Nel corso del dibattimento l’accusa si concentrò progressivamente sulla terza causa, ovvero la rottura del volante. La difficoltà di reperire alcuni importanti elementi di prova - la scatola nera della telemetria Williams era danneggiata in maniera che a qualche perito apparve sospetta; i dati di un’altra centralina vennero consegnati su dei dischetti magnetici;  le immagini della camera car di Senna furono fornite in ritardo e si interrompevano pochi secondi prima dell’uscita di strada; dell’apparente reticenza di alcune testimonianze si è detto - sollevarono varie polemiche sulla stampa. Dati certi arrivarono, invece, dalla centralina del motore, che la Renault consegnò integra.

A quel punto il problema centrale diventava stabilire quando e perché il piantone si era rotto.

Secondo la Procura,  la rottura era avvenuta mentre Senna percorreva il Tamburello ed a causa dell’affaticamento del metallo con cui era avvenuta la modifica.

Per le difese di Williams, Head e Newey, invece, il volante si ruppe prima dello schianto ma dopo l’uscita di pista, anzi a causa di questa e dei relativi sobbalzi. L’affaticamento del pezzo non venne negato, ma considerato meno consistente e comunque non rilevante. Dai dati della telemetria, infatti, si dedusse che in 280 millesimi Senna, già sulla banchina, riuscì a compiere ben tre azioni: togliere il piede dall’acceleratore; frenare fino a circa 120-160 km/h; compiere un piccolo scarto a sinistra con l’obiettivo di aumentare l’angolo di impatto. Quest’ultima operazione testimoniava che, quando la macchina era già sulla via di fuga, il volante reagiva ancora agli impulsi del pilota.

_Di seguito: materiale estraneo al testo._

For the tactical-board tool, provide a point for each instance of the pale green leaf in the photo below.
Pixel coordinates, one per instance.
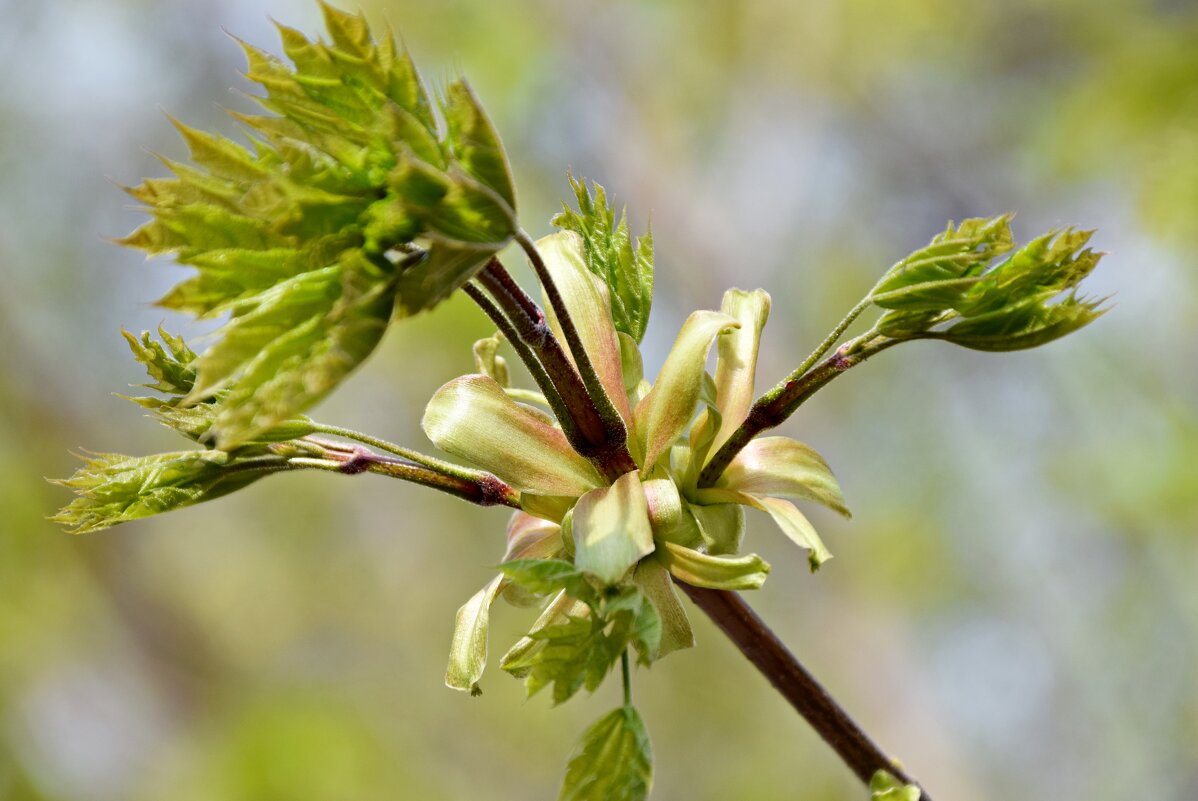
(467, 651)
(665, 507)
(654, 582)
(885, 787)
(736, 363)
(472, 417)
(611, 529)
(488, 360)
(748, 571)
(1026, 325)
(625, 267)
(114, 489)
(170, 366)
(613, 760)
(933, 277)
(780, 467)
(794, 525)
(560, 608)
(546, 576)
(664, 413)
(586, 302)
(475, 143)
(721, 526)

Alla fine il processo (che per alcuni imputati si è svolto in primo grado, appello, cassazione, nuovo appello, nuova pronuncia della Corte di cassazione) ha portato a quattro assoluzioni piene (Poggi, Bendinelli, Bruynserade, Williams), una soddisfacente (Newey) ed una che, nelle pieghe delle interpretazioni delle formule processuali, lascia una piccola ombra sul direttore tecnico della Williams (nonostante l’opposizione della difesa, la Corte di Cassazione ha confermato la prescrizione, ma il fatto che non abbia applicato l’art. 129 secondo comma del codice di rito  - secondo cui “Quando ricorre una causa di estinzione del reato ma dagli atti risulta evidente che il fatto non sussiste o che l'imputato non lo ha commesso o che il fatto non costituisce reato o non è previsto dalla legge come reato, il giudice pronuncia sentenza di assoluzione o di non luogo a procedere con la formula prescritta” - ha fatto ritenere ad alcuni che la colpevolezza di Patrick Head non sia stata esclusa in termini assoluti).

Si può, dunque, tornare alle due domande di partenza.

Il processo era necessario? Anche a prescindere dai principi del nostro ordinamento penale, credo che si possa convenire con l’Autore del libro, secondo cui un incidente di tale portata e di tale stranezza meritava un approfondimento in un’aula di giustizia.

Ma ecco la seconda domanda: questo approfondimento è stato adeguato? Un processo di quel livello, con gli ultimi quattro secondi di vita di Senna esaminati millesimo per millesimo sulla base di perizie di grandissima complessità (con un costo complessivo stimato in circa 10 miliardi di lire), è riuscito ad offrire una spiegazione chiara e convincente? Santoro non pare esserne troppo sicuro, e cita in particolare una circostanza obiettivamente singolare. L’impianto dell’accusa, come si è detto, si è basato sulla modifica del piantone dello sterzo; ma né chi gestì materialmente quella modifica (il responsabile dell’ufficio tecnico Gavin Fisher, espressamente menzionato dalla difesa di Newey, ed il tecnico Kevin Young), né l’ingegnere di pista di Senna (David Brown) sono stati sentiti in sede istruttoria o nel corso dei dibattimenti.    

Il libro si conclude con una frase letta su un traliccio vicino al monumento che è stato eretto a Senna, proprio dietro la curva del Tamburello. Un anonimo graffitaro ha scritto “AYRTON, PER UN TUO ERRORE NON SARESTI MAI MORTO”. Una ”assoluzione” condivisa e non necessaria, che per Santoro costituisce forse l’unica verità sulla fine di Senna.